Characteristics of proteins and mRNAs with increased protein-mRNA correlations in tumors
To obtain additional insight into features that may affect protein-mRNA concordance, we applied an across-subject correlation matrix (described in Additional file 1) and calculated protein-mRNA concordance across tumors or the adjacent non-cancerous tissues (Additional file 12: Table S10). Correlation levels were weaker in this analysis than in the within tissue analysis, but markedly increased in tumors (Fig. 5a), analog to observations in the TCGA colorectal cancer study . Key observations from this analysis included the striking finding that protein-mRNA pairs with a high positive correlation in tumors clustered prominently in pathways related to protein processing and tumor metabolism (Fig. 5b). Moreover, proteins with a differential abundance between tumor and adjacent non-cancerous tissue (“tumor signature,” Additional file 12: Table S10) had a higher mean protein-mRNA coefficient than the pool of all detected proteins (Fig. 5c), whereas those proteins that were significantly differently expressed between basal-like tumors and adjacent non-cancerous tissue (“basal-like signature,” Additional file 12: Table S10) showed the highest correlation. To find characteristics of proteins and mRNAs that increase protein-mRNA correlations in tumors, we grouped protein-mRNA pairs by predicted stability for both (described in Additional file 1) and found that the global correlation coefficient between protein-mRNA pairs increased with the predicted stability of these molecules (Fig. 5d), consistent with a previous observation [16, 27]. In summary, we found that increased protein-mRNA correlations are a disease marker that is pathway-centric and concentrates in metabolism-related pathways and is moderately influenced by predicted mRNA stability.
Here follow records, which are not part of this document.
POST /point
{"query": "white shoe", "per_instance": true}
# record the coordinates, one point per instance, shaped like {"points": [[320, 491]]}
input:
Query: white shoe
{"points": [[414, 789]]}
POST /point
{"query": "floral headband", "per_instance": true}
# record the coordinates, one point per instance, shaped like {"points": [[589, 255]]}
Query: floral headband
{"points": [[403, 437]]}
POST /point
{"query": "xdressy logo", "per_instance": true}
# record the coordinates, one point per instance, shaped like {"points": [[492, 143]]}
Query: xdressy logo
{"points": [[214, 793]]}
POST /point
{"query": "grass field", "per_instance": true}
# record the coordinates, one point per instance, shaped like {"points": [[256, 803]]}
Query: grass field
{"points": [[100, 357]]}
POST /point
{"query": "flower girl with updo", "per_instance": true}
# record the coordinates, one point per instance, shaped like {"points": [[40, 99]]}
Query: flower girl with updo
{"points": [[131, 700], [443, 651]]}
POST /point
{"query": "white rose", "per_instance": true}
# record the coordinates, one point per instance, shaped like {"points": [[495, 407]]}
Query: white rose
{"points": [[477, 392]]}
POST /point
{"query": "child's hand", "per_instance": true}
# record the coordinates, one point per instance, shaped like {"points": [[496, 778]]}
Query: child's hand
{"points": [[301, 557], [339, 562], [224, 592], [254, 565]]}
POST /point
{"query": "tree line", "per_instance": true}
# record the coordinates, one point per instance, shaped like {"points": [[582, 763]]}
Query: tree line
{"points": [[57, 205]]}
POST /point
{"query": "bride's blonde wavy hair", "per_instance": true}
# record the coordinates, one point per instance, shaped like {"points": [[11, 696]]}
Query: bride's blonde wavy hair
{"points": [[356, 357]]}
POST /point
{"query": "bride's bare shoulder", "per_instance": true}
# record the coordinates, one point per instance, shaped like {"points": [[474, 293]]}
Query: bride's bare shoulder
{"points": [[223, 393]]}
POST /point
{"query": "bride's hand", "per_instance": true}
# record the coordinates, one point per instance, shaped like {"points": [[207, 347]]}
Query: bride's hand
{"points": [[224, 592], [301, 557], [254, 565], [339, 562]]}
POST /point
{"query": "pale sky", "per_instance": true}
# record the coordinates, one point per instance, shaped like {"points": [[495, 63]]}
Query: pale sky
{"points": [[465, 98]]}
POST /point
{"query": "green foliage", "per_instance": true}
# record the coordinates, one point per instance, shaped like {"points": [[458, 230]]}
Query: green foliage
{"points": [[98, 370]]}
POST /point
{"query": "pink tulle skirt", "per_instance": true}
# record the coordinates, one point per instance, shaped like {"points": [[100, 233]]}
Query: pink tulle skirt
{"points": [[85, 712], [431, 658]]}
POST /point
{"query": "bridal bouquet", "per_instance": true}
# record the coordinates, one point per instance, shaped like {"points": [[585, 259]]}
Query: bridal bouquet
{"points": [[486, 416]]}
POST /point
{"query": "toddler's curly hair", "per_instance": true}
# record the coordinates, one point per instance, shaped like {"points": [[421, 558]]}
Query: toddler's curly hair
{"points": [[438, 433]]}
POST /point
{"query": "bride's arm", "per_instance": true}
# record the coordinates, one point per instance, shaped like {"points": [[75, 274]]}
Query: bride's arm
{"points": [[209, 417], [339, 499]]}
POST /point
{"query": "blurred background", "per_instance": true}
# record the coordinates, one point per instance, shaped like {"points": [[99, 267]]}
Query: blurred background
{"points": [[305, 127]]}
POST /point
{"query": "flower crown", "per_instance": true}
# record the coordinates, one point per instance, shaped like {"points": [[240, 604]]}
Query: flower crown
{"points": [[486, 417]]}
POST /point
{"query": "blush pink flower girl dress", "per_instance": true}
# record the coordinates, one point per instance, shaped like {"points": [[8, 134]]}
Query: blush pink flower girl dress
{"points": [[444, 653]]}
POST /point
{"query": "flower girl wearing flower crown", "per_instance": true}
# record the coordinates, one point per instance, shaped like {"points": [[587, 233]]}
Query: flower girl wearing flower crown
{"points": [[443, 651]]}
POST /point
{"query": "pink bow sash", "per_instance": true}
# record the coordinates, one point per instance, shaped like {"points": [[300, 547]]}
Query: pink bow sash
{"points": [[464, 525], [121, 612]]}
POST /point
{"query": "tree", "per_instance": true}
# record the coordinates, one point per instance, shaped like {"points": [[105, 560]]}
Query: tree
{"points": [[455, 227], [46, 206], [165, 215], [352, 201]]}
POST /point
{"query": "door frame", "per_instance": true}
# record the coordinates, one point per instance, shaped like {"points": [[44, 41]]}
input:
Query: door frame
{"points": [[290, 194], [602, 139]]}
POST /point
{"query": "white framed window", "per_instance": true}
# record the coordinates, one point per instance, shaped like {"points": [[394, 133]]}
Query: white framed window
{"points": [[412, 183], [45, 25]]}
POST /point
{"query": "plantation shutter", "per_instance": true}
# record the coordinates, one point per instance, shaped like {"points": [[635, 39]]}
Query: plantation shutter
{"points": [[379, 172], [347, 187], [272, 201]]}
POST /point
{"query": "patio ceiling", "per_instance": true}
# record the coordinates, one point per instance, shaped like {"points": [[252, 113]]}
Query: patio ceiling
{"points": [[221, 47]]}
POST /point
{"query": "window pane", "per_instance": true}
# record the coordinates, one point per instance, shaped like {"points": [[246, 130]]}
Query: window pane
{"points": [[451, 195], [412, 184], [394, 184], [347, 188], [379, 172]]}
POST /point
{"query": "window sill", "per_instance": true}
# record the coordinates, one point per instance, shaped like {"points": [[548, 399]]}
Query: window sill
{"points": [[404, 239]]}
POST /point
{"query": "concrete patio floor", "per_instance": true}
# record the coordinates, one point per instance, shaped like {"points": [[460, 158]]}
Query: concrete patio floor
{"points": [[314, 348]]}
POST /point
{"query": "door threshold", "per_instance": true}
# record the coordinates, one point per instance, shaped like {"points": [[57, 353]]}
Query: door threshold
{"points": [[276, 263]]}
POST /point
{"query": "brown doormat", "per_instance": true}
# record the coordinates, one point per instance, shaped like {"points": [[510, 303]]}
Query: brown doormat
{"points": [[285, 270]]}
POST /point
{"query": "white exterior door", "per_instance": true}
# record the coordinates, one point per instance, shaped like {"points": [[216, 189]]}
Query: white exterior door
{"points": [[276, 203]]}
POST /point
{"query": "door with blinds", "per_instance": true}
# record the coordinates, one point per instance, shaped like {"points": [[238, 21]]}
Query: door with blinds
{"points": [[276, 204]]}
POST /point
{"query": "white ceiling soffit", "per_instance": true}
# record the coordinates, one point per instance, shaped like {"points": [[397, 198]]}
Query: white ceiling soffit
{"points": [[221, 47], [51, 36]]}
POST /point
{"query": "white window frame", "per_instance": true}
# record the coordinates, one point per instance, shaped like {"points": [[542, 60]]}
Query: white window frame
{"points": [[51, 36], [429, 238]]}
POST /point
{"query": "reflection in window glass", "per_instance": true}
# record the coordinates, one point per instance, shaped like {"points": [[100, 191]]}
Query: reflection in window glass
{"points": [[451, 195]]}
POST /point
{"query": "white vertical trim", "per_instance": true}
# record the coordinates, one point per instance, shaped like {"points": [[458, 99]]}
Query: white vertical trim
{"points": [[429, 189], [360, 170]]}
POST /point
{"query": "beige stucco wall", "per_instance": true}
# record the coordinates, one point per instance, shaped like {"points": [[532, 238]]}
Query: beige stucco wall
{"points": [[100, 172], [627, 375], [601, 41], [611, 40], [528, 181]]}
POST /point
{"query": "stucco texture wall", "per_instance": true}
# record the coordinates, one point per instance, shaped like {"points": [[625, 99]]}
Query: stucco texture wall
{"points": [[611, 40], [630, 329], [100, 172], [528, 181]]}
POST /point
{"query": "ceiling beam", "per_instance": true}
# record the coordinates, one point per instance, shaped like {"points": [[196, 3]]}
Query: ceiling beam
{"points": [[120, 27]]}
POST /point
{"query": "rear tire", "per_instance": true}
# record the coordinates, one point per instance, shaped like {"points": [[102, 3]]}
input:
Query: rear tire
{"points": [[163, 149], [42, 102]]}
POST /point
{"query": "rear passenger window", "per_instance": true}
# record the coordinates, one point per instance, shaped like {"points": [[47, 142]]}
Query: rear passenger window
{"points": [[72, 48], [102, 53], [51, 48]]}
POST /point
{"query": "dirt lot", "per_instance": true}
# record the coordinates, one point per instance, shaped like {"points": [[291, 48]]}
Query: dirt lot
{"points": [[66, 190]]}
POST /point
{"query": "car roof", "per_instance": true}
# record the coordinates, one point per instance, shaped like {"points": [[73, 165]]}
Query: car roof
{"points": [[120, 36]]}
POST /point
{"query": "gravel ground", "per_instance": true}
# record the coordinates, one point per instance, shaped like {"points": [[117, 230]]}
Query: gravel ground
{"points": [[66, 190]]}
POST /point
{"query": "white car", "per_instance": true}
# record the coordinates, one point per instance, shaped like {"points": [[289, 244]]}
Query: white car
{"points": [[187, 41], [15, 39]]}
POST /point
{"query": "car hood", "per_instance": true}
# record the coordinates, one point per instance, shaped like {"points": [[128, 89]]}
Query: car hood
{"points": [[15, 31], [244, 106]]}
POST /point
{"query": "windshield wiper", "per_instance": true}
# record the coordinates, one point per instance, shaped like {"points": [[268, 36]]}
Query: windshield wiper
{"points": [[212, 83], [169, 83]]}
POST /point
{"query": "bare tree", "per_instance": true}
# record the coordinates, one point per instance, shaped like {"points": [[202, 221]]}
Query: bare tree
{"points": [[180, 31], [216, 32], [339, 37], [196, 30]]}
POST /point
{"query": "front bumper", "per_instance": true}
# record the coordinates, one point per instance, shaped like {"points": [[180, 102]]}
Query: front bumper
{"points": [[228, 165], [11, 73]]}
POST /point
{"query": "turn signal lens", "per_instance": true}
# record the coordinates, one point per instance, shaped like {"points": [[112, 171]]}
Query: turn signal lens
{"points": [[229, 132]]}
Proteomic subtypes and their association with Myc signaling
Lastly, we examined whether protein abundance profiles can separate breast tumors into distinct subgroups. We applied the NMF algorithm and selected the 1000 proteins with the highest expression variability for clustering (see the “Methods” section). In the best-fit NMF model, two distinct groups of tumors emerged (Fig. 6a and Additional file 2: Figure S10). Group 1 was enriched for basal-like tumors and group 2 for the luminal A subtype. Myc signaling was the strongest differentiator among these two tumor groups, as most tumors in group 1 contained a previously described Myc activation signature [19, 28]. This finding was further supported by the observation that upregulated proteins in group 1 were commonly encoded by genes with a predicted Myc binding motif (Fig. 6b). Our finding indicates a major influence of Myc signaling on the proteome in breast cancer, consistent with the function of Myc as a regulator of ribosome biogenesis and enhancer of protein synthesis [29, 30]. Next, we asked if these two groups of tumors exhibit differences in survival outcomes. As shown in Fig. 6c, patients with group 1 tumors experienced significantly shorter survival than patients with group 2 tumors [hazard ratio (HR) = 2.65, 95% confidence interval 1.08–5.51, group 1 vs. group 2]. Group 1 tumors were also associated with an increased proliferation index and tumor grade, but in contrast to the proteome-defined subtypes, neither the proliferation index nor tumor grade was significant predictors of survival in this dataset.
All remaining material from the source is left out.